Bei der Majorität der derzeit noch herrschenden Spezies ist das sogenannte „Kindchenschema“ psychologisch fest verankert. Hierbei handelt es sich um verschiedene Körpermerkmale, die einen Schlüsselreiz etablieren und den Pflegeinstinkt direkt ansprechen. Eine wunderbare Schutzfunktion der Evolution; unabdingbar, um die Grundlage einer langfristigen Aufzucht zu bilden und damit die Eltern an den Nachwuchs zu binden und das Überleben zu gewähren. Dieses Verhalten bewirkt, daß wir menschliche Babys, aber auch Arten übergreifend Jungtiere und Nachwuchs als niedlich deklarieren. So beispielsweise auch der folgende Hochlandrindernachwuchs, den sich Anett als heutiges Thema ausgesucht hat. Ich weiß, daß die explizite Auswahl eine Herausforderung für Dich war und Du Dich beinahe für den Regenlaufbericht entschieden hättest – dies kann ich nur allzu gut nachvollziehen. Die kleinen Putzels sehen ein wenig wie Teddybären aus – während die älteren eine Karriere als Haarmodel anstreben.

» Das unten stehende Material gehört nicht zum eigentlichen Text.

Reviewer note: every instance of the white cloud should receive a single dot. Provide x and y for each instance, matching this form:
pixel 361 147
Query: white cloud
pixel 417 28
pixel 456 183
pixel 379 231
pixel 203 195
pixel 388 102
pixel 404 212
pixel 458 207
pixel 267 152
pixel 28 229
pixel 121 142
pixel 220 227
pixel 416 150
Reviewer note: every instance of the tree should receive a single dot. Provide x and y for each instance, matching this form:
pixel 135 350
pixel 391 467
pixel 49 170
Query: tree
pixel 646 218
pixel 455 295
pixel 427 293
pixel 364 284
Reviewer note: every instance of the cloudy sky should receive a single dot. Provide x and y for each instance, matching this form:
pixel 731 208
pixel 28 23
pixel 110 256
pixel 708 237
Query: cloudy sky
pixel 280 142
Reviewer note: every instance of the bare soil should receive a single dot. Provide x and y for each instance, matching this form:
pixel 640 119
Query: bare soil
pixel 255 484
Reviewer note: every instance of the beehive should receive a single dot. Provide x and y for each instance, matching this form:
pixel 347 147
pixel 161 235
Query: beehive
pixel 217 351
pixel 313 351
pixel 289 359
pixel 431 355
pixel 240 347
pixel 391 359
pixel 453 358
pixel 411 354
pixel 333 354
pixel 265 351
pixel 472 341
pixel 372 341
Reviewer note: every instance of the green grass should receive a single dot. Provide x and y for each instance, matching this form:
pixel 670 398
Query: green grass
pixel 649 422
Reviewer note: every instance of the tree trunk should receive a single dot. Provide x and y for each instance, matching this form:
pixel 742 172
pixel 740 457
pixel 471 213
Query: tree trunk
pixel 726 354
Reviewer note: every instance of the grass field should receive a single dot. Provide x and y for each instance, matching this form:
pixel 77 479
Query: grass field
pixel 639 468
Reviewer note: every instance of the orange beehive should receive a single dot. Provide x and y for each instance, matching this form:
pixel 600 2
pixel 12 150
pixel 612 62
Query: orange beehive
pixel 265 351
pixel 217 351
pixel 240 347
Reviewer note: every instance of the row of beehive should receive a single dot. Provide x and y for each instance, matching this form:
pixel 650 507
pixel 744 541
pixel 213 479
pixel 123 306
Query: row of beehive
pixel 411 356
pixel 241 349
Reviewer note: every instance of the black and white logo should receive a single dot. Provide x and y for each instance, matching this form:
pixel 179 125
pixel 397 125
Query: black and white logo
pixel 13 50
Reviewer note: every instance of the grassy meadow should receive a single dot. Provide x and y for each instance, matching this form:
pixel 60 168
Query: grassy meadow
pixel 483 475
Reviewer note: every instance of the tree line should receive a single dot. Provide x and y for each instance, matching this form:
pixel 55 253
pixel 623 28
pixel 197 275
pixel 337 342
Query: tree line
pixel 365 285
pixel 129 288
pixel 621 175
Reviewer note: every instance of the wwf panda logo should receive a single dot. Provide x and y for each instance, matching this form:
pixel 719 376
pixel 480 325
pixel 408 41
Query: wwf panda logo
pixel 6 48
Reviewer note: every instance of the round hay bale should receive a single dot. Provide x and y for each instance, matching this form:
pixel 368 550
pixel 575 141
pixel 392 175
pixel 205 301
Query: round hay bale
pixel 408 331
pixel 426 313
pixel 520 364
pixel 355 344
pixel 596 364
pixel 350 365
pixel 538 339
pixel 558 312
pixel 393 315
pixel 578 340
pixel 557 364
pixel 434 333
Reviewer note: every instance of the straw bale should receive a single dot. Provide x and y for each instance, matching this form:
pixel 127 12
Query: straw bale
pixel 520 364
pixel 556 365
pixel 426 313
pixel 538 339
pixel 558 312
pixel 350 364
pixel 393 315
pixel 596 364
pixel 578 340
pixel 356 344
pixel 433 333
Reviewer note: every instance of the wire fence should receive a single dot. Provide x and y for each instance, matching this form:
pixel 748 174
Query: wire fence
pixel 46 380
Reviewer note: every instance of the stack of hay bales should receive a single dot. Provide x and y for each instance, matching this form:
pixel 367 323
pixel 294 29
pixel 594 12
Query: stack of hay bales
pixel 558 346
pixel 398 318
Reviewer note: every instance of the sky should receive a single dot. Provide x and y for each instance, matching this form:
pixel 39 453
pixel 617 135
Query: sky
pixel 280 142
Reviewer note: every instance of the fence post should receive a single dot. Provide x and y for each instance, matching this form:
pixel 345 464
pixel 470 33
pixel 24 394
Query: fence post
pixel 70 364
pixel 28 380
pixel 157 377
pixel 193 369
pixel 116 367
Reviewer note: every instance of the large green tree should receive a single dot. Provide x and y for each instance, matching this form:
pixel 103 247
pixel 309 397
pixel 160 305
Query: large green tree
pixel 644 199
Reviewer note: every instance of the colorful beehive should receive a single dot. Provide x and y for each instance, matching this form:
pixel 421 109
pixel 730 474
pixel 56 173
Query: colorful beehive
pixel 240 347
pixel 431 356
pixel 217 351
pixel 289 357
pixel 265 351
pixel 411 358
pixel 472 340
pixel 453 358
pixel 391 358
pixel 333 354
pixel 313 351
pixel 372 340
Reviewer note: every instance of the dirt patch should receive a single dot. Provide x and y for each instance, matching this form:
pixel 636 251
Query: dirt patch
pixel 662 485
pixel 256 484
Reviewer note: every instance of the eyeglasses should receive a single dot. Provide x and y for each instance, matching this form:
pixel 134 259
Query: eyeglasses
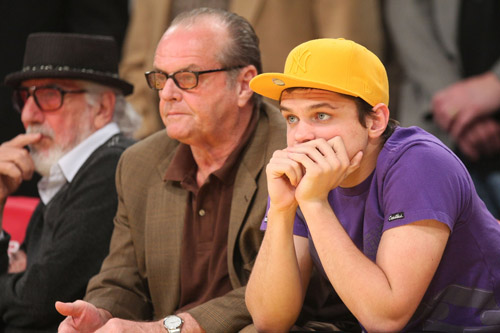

Zu Beginn dieser Woche wunderte ich mich über massive Spuren in meinem Laufareal, vorrangig auf der Dammstrecke – Familie Schwarzkittel wollte ich die Abdrücke allerdings nicht zuschreiben. Bis ich dann diverse, ich formuliere es als „Hinterlassenschaften“ sah, wurde mir alles klar. Offensichtlich konspirierten die Hochlandrinder mit der verschollenen Schafherde, die ihrerseits großmeisterliche Experten der Flucht waren. Seit ein paar Tagen haben also die Rinderherde ihre Umzäunung durchbrochen und sie spazieren – wieder einmal – frei im Hochwasserschutzgebiet umher. Vor exakt einem Jahr lebten sie die allseits gelobte Freiheit und damals begegnete ich einem großen Bullen – direkt vor mir. Ich bin gespannt, ob erneut ein derart naher Kontakt zustande kommen wird. Wenn ich auch schon andere Geschichten hörte, so betrachte ich die gutmütigen Putzels als harmlos. Welch goldiger Anblick, wenn sie ihren Nachwuchs Wagenburgartig in die Mitte nehmen und beschützen. Ein wunderbares Beispiel für den wahren Sinn des Lebens. Schnörkellose biologische Reproduktion. Oder wie es Tolstoi stilvoller formulierte, „Der Sinn des Lebens ist die Vermehrung der Liebe auf Erden“.